# Tire pressure for E30 at the track?



## PeteinMD (Apr 16, 2003)

I'll be at BeaveRun next weekend with my new to me 325i. What pressures are people using for track work? The car has new Toyo ?T1-S? (not sure of the order of numbers/letters, but they are new...

Car has SA koni's, RD sways, HR springs,+ other items that won't be adjusted at the track.

TIA,

PeteinMD
'00 M coupe
'90 325i


----------



## Pinecone (Apr 3, 2002)

At least 40 all around to start. I am moving to even higher pressures for street tires and track/autcorss events.


----------



## PeteinMD (Apr 16, 2003)

Hm. When I track the coupe, I use 38 in the front, 36 in the rear, cold. They expand by 4 lbs uniformly after a track session, so I'm at 44/40.

Do you believe that an E30 would require more pressure, cold? I'm thinking that it's lighter than the coupe & may not need even the same pressures.

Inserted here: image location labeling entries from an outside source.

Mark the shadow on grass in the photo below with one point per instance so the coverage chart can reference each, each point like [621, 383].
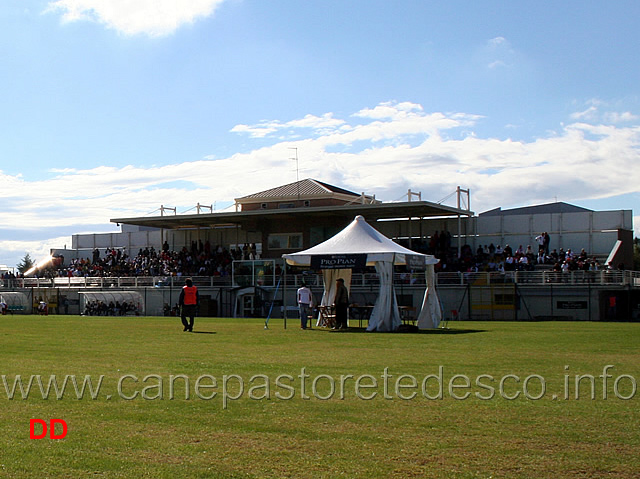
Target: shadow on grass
[353, 330]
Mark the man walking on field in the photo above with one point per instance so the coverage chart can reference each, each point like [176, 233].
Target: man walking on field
[188, 302]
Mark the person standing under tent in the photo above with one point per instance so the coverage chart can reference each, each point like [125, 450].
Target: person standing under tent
[188, 302]
[341, 304]
[305, 303]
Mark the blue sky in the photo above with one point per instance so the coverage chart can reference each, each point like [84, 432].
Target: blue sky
[114, 107]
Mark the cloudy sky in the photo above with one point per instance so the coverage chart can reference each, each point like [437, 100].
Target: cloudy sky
[112, 108]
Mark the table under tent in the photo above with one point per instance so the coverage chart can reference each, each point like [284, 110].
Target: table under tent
[360, 244]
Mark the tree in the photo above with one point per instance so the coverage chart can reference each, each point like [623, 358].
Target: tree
[26, 264]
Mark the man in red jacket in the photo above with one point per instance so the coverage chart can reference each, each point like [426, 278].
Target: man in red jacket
[188, 302]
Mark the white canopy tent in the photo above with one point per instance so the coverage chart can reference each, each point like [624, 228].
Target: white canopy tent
[361, 242]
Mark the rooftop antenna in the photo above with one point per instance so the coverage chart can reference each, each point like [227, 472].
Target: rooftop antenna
[297, 170]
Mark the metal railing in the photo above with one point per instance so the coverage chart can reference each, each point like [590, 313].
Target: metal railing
[605, 277]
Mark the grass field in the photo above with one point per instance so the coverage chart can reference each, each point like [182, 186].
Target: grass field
[360, 418]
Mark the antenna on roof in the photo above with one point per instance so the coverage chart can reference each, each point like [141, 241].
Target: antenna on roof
[297, 170]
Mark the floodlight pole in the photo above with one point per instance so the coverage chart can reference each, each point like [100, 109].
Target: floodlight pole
[297, 170]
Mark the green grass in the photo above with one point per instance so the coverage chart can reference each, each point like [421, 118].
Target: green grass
[349, 437]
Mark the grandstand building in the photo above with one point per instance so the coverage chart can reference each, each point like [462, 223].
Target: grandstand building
[263, 226]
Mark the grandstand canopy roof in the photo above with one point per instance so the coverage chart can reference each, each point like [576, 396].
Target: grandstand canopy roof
[324, 214]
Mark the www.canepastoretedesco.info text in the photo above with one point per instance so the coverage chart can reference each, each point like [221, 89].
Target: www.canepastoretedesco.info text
[387, 385]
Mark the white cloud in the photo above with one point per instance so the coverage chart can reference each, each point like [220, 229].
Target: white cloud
[131, 17]
[383, 150]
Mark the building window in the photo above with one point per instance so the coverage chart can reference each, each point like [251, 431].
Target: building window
[285, 241]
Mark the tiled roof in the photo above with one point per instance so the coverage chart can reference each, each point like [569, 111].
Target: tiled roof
[558, 207]
[306, 188]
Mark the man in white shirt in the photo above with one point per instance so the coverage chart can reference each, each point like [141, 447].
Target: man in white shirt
[305, 302]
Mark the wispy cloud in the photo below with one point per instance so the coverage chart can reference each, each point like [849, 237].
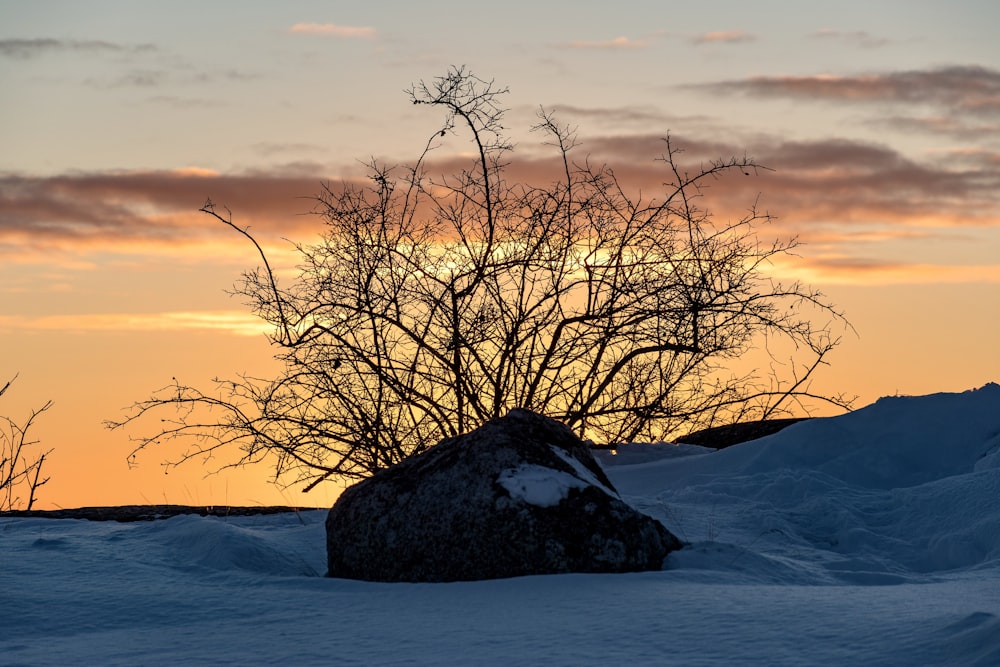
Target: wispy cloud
[860, 38]
[835, 193]
[334, 30]
[724, 37]
[228, 321]
[618, 43]
[971, 89]
[846, 270]
[33, 48]
[135, 212]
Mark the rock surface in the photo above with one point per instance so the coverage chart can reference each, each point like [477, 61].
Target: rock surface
[520, 495]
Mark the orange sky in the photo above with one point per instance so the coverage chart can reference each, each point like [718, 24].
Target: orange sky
[882, 125]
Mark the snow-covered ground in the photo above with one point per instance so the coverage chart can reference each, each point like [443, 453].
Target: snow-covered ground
[867, 539]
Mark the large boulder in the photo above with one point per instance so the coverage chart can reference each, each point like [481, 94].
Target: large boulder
[520, 495]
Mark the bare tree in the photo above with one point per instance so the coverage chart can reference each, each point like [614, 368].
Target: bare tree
[20, 470]
[433, 303]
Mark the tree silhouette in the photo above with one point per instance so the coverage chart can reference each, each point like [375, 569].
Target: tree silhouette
[433, 303]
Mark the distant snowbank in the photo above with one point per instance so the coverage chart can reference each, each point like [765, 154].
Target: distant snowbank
[871, 538]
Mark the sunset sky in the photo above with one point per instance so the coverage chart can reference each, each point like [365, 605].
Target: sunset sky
[881, 121]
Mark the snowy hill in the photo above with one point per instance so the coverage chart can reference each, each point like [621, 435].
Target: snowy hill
[871, 538]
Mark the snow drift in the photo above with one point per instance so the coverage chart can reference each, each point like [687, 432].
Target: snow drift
[871, 538]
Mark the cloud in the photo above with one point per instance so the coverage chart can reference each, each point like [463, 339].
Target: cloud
[961, 89]
[618, 43]
[33, 48]
[835, 194]
[139, 212]
[845, 270]
[724, 37]
[229, 321]
[958, 126]
[856, 38]
[333, 30]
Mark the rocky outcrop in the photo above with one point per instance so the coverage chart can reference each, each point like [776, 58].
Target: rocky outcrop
[520, 495]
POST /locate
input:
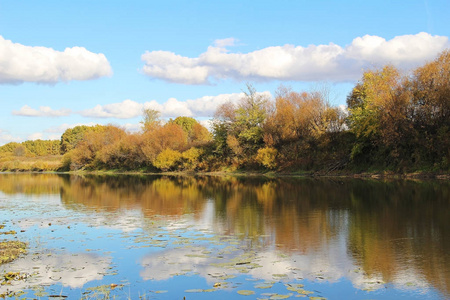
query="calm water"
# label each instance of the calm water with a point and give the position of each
(221, 237)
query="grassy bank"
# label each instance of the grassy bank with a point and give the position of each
(14, 163)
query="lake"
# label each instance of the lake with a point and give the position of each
(169, 237)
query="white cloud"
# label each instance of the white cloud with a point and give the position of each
(329, 62)
(172, 108)
(35, 136)
(124, 110)
(43, 111)
(5, 138)
(20, 63)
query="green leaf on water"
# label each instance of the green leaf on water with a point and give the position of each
(246, 292)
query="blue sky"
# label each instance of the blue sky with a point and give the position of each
(66, 63)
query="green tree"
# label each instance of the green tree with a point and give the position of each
(167, 159)
(72, 136)
(151, 119)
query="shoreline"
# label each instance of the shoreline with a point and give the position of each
(297, 174)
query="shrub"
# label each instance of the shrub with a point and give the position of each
(191, 158)
(267, 157)
(167, 159)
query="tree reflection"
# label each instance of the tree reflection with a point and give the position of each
(388, 228)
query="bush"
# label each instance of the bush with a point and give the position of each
(267, 157)
(191, 158)
(167, 159)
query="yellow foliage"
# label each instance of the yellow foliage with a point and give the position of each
(267, 157)
(191, 157)
(167, 159)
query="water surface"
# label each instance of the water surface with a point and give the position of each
(159, 237)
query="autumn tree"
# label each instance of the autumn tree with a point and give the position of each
(72, 136)
(239, 128)
(150, 119)
(430, 88)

Again, I don't know, just thinking out loud. Thanx for your input.

Best,

PeteinMD
'00 M coupe
'90 325i


----------



## Pinecone (Apr 3, 2002)

But probably smaller tires also? The pressure is a combo of tire air volume, tire construction, and weight of vehicle.

And like I said, most people seem to be running tire pressures lower than optimal.


----------